1Department of Neurosurgery, Vanderbilt University Medical Center, Nashville; and.
2Vanderbilt University, Nashville, Tennessee.
J Neurosurg Pediatr. 2023 Apr 28;32(2):163-172. doi: 10.3171/2023.3.PEDS22353. Print 2023 Aug 1.
Down syndrome (DS) affects 1 in 700 live births and approximately one-third of patients develop craniovertebral junction (CVJ) instability, diagnosed by clinical examination and radiological measures such as the atlantodens interval (ADI) and space available for the cord (SAC). Patients with symptomatic CVJ instability are at increased risk for spinal cord injury. There are no guidelines for surgical management of CVJ instability in DS, the existing literature is sparse, and there is a lack of consistent pediatric data. This systematic review aimed to synthesize practice patterns of the surgical management of CVJ stability in pediatric DS patients to facilitate future standardization of care.
Peer-reviewed studies reporting surgical management of CVJ instability in pediatric DS patients were systematically reviewed. Inclusion criteria were studies reporting primary data on patients younger than 18 years with DS, who had CVJ instability evaluation and underwent surgical treatment. Bias risk was assessed. Descriptive statistics of the independent patient data were presented. Interval variables were analyzed using the Wilcoxon rank-sum test.

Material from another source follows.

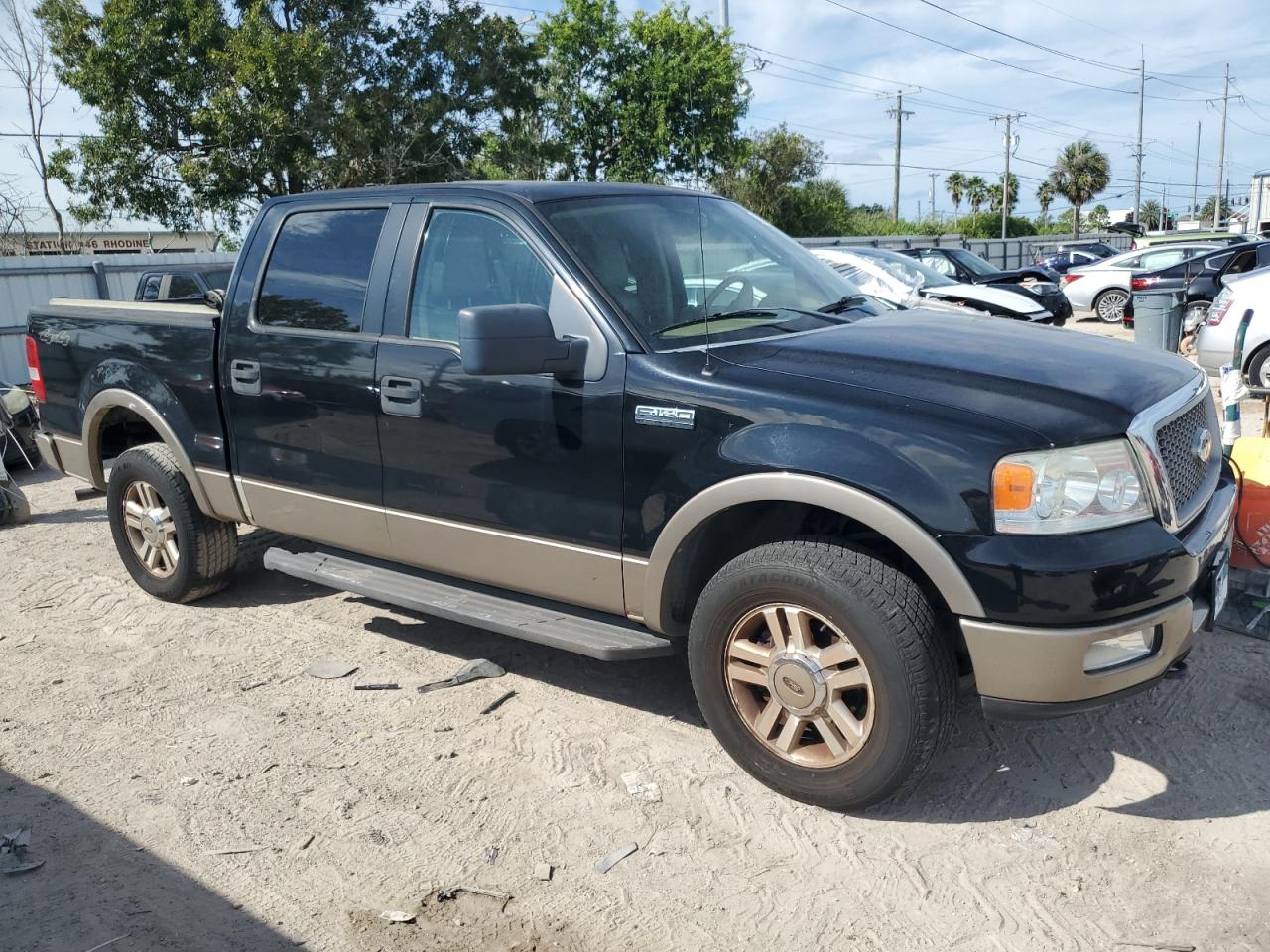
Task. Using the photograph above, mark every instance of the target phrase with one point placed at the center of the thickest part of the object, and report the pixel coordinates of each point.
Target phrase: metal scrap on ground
(610, 861)
(472, 670)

Of 1056 records, 38 studies were included. Of the included patients, 169 (6%) underwent surgery. The surgical indication was symptomatic, radiologically confirmed CVJ instability in 81% of the patients, presenting with myelopathy (30%), weakness (25%), abnormal gait (24%), torticollis (15%), and neck pain (14%). A cutoff of ADI ≥ 4 mm or SAC ≤ 14 mm, cord compression, cord signal change, and anomalous bony anatomy were used in diagnosing CVJ instability. Surgical approaches focused on internal fixation with posterior occipitocervical or atlantoaxial instrumented fusion in 57% and 44% of patients, respectively. Autograft, wiring, and allograft constructs were used in 48%, 45%, and 9% of patients. Anterior cervical approaches were performed in 6% of patients. Preoperative and postoperative external orthoses were used in approximately 50% of patients. The surgical mortality rate was 3%, and the complication rate was 36%.

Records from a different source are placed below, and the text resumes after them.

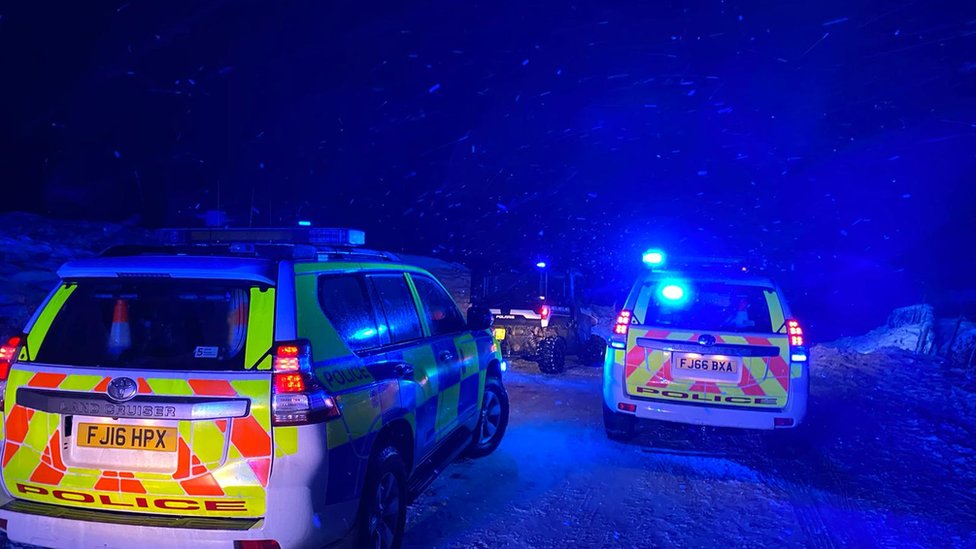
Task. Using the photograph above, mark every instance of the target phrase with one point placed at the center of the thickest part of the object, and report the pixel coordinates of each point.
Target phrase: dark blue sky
(835, 139)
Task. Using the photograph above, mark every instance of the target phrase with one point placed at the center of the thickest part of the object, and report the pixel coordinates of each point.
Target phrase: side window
(441, 312)
(346, 303)
(398, 305)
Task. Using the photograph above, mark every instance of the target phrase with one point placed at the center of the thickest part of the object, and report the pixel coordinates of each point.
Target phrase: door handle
(403, 370)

Assessment of CVJ instability in DS is based on radiographic and clinical factors. Surgery is recommended if symptoms are present, and the procedure type depends on patient factors, degree of instability, anomalous bony anatomy, and reduction results to relieve cord compression. Most commonly, posterior instrumented fusion is used. However, further research is required to determine the strength of evaluation methods, create standardized guidelines for evaluation and surgical treatment, and investigate the long-term results of different surgical techniques.
唐氏综合征(DS)的发病率为每 700 例活产儿中就有 1 例,约有三分之一的患者会出现颅颈交界区(CVJ)不稳定,通过临床检查和影像学测量(如寰齿间距(ADI)和脊髓可用空间(SAC))进行诊断。有症状的 CVJ 不稳定的患者脊髓损伤的风险增加。目前尚无 DS 患者 CVJ 不稳定的外科治疗指南,相关文献较少,且缺乏一致的儿科数据。本系统评价旨在综合小儿 DS 患者 CVJ 稳定性的外科治疗方法,以促进未来护理的标准化。
系统检索了报道小儿 DS 患者 CVJ 不稳定的外科治疗的同行评议研究。纳入标准为:报告了年龄小于 18 岁的 DS 患者的主要数据,这些患者进行了 CVJ 不稳定评估并接受了手术治疗。评估了偏倚风险。呈现了独立患者数据的描述性统计数据。使用 Wilcoxon 秩和检验分析了间隔变量。
在 1056 份记录中,有 38 项研究被纳入。在纳入的患者中,有 169 例(6%)接受了手术。手术指征为 81%的患者为有症状的、影像学证实的 CVJ 不稳定,表现为脊髓病(30%)、无力(25%)、异常步态(24%)、斜颈(15%)和颈部疼痛(14%)。ADI≥4mm 或 SAC≤14mm、脊髓压迫、脊髓信号改变和异常骨解剖用于诊断 CVJ 不稳定。手术方法主要为后路枕颈或寰枢椎内固定融合,分别占 57%和 44%;自体移植物、钢丝和同种异体移植物分别占 48%、45%和 9%。前路颈椎手术占 6%。约 50%的患者术前和术后使用外固定架。手术死亡率为 3%,并发症发生率为 36%。
DS 患者 CVJ 不稳定的评估基于影像学和临床因素。如果出现症状,则建议进行手术,手术类型取决于患者因素、不稳定程度、异常骨解剖结构和减压效果以缓解脊髓压迫。最常用的方法是后路器械固定融合。然而,需要进一步的研究来确定评估方法的强度,为评估和手术治疗制定标准化指南,并研究不同手术技术的长期结果。